Si è spento questa notte in un
ospedale romano Lello Di Segni, l’ultimo sopravvissuto alla retata e alla
deportazione degli ebrei romani del 16 ottobre 1943. Di Segni fu tra i
pochissimi, 16 su 1022, a ritornare dall’inferno di Auschwitz.
“Ho lavorato per un anno, dal
1943 al 1944, come uno schiavo a Varsavia dove d’inverno la temperatura
scendeva di molti gradi sotto lo zero – ebbe a dire in una esclusiva intervista
al giornale Shalom, alcuni anni fa -. La mia sopravvivenza – spiegava – forse è
dipesa da due sole cose. Primo lavoravo, lavoravo e lavoravo senza fare
domande, senza pensare, eseguendo in modo automatico e immediato gli ordini.
Secondo, ogni giorno e ogni notte prima di addormentarmi pregavo il Signore,
con fede e speranza, con una preghiera che mi aveva insegnato mia nonna”.

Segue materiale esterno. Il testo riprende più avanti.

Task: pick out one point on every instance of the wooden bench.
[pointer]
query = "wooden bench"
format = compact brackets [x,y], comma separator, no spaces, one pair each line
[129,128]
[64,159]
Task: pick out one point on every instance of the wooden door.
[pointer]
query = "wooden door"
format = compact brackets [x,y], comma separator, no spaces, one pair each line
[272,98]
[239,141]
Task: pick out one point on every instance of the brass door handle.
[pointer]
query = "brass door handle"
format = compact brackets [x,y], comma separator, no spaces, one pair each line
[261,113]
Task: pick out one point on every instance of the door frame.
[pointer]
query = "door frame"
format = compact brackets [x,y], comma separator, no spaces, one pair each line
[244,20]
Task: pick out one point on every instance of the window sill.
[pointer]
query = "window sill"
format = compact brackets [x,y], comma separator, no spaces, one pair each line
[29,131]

Lello Di Segni aveva 16 anni
quando fu deportato con l’intera famiglia (la madre Enrica Zarfati, il padre Cesare
– anche lui sopravvissuto – due fratelli Angelo e Mario, una sorellina
Graziella e l’anziana nonna): nel giro di pochi minuti il loro mondo familiare
e sociale – vivevano nel cuore del quartiere ebraico, in via Portico d’Ottavia
9 – andò in pezzi. “L’impatto –
ricordava – fu terribile con comandi
urlati in tedesco, una lingua che non capivamo e che io ho imparato pochissimo
in due anni di prigionia”.
Lello Di Segni ha raccontato
la sua storia in un libro “Buono sogno sia lo mio”, a cura di Edoardo Gaj: “Ricordo come fosse ieri quella mattina e
quel tragitto breve eppure interminabile da casa fino a quei camion nazisti, parcheggiati
di fianco alla Sinagoga. Riesco ancora a vedere chiaramente le facce tristi e
compassionevoli di quei passanti non ebrei che avevano capito ma che
assistevano inermi, impotenti alla scena, senza poter intervenire”.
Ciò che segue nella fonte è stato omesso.